Face your finances by setting a money date

That feeling of dread before opening your banking app. Avoidance creates a monster of uncertainty in your mind, which is almost always scarier than the reality.

Small, regular reviews are easier to manage than one big panic. Budgeting is also a useful tool to help you keep track of your spending. Don’t check your finances but connect with them. Schedule a weekly 15-minute money date to calmly review your accounts. The goal isn’t judgement; it’s awareness. Knowing exactly where you stand reduces financial anxiety.

Stop comparing and start celebrating your own wins

Don’t compare your wallet to others. Scrolling through social media and feeling like everyone is on a perfect vacation while you’re packing your lunch. Comparing your financial chapter to someone else’s chapter is a recipe for feeling inadequate and unhappy.

Your financial journey is personal. Shift your focus from competing to completing your own goals. Paid off a small debt? Saved R100? That’s a win! Acknowledging your progress, no matter how small, builds momentum and powerful self-trust.
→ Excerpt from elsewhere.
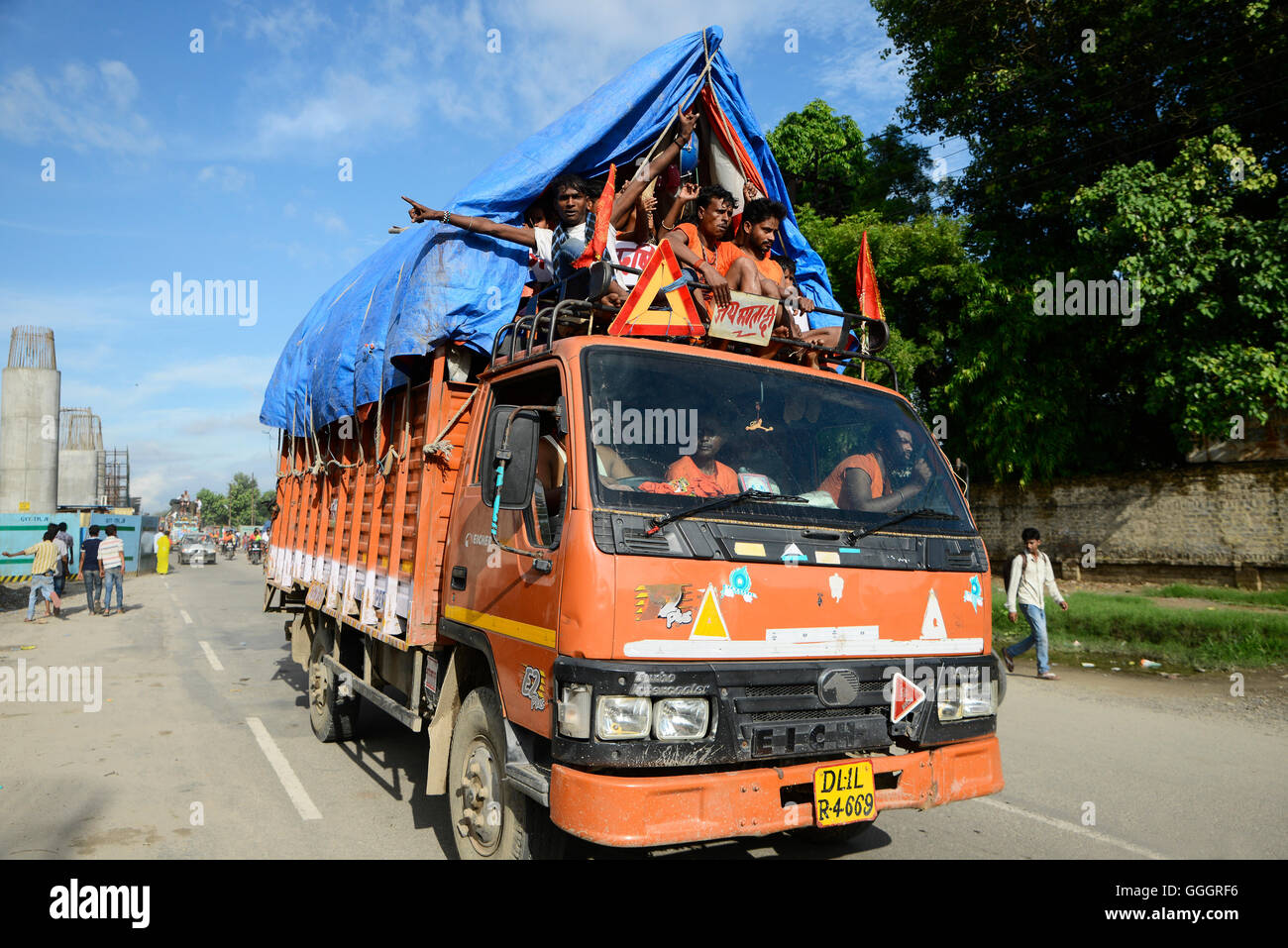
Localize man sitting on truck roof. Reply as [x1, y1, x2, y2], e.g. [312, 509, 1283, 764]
[666, 184, 734, 304]
[403, 108, 698, 305]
Swap retail therapy for a 24-hour pause

Impulsive buying or using spending as a quick fix for a bad day is never a good idea. This emotional spending provides a fleeting high, followed by a crash of guilt and more stress, creating a vicious cycle.

Do not convince yourself that a want is a need to justify the urge for retail therapy. Create a 24-hour cooling-off rule for all non-essential purchases. When you feel the urge to spend, ask yourself: “Am I buying this for the life I have, or for the life I wish I had?” This question separates real needs from emotional wants. Redirect that impulse money into a savings fund for an essential that brings lasting joy.
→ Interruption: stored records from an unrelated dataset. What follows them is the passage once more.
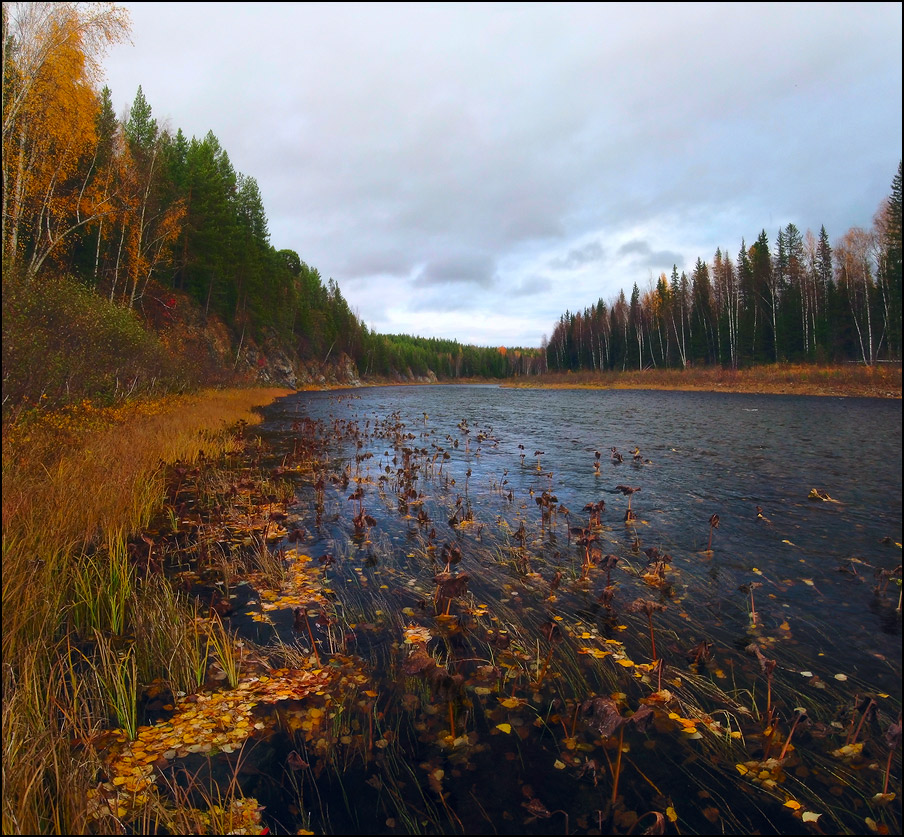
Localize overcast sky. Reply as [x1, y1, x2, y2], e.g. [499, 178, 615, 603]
[104, 3, 902, 346]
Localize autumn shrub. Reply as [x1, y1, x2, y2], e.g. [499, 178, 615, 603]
[3, 277, 197, 415]
[0, 386, 287, 834]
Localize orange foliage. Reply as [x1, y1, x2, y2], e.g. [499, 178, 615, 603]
[2, 3, 127, 280]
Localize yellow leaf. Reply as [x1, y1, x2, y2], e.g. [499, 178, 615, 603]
[800, 811, 822, 822]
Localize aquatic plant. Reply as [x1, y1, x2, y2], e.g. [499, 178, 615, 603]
[706, 514, 719, 552]
[627, 599, 666, 662]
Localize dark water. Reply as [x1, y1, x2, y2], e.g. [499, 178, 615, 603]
[251, 386, 902, 833]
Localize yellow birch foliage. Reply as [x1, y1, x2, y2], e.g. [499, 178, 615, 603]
[2, 3, 128, 280]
Plan for ‘what ifs’ for peace of mind

The constant, low-level “what if” anxiety — what if the car breaks down? What if I get sick? This mental “doom-scrolling” is exhausting and prevents you from feeling truly secure.

Start a dedicated emergency fund. Worrying about emergencies is exhausting. The goal isn’t to be a millionaire overnight; it’s to buy yourself peace of mind. Even R50 a week starts to build a buffer. This fund is your personal insurance policy against life’s inevitable little surprises, allowing you to breathe easier and sleep better.
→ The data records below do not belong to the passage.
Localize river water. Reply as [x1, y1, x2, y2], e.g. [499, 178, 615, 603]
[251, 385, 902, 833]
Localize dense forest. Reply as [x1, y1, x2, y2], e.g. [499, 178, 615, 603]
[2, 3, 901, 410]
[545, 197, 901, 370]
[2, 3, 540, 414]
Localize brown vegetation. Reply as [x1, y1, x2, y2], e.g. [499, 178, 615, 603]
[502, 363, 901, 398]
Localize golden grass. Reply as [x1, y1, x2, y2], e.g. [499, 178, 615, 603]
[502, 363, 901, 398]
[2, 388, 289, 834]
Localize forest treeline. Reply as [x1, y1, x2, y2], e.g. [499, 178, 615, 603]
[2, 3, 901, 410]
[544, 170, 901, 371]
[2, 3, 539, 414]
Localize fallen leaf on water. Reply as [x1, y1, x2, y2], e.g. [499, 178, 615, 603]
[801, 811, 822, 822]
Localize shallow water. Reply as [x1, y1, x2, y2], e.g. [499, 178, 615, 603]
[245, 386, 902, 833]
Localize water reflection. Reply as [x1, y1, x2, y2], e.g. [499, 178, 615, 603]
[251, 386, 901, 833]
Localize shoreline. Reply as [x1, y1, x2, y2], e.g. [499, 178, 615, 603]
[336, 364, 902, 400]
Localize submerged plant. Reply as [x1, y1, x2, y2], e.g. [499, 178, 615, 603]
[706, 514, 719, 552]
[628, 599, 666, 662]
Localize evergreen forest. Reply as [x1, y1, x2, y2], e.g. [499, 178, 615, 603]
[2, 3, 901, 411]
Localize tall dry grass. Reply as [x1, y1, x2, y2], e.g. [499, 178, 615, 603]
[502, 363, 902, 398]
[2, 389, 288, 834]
Use credit wisely not fearfully

Master credit as a tool and not a trap. A blanket fear of all credit can lead to missed opportunities or panicked, last-minute decisions when an emergency does happen. This can sometimes lead to responding to loan scams online which seem too good to be true or in desperation borrowing from illegal lenders/mashonisas.

Reframe your thinking about borrowing. Responsible credit is a financial tool. It’s a planned safety net for larger expenses, allowing you to manage cash flow without derailing your life or taking smaller loans for unexpected expenses. The key is control. Only borrow what you know you can comfortably repay and always choose a reputable, transparent lender.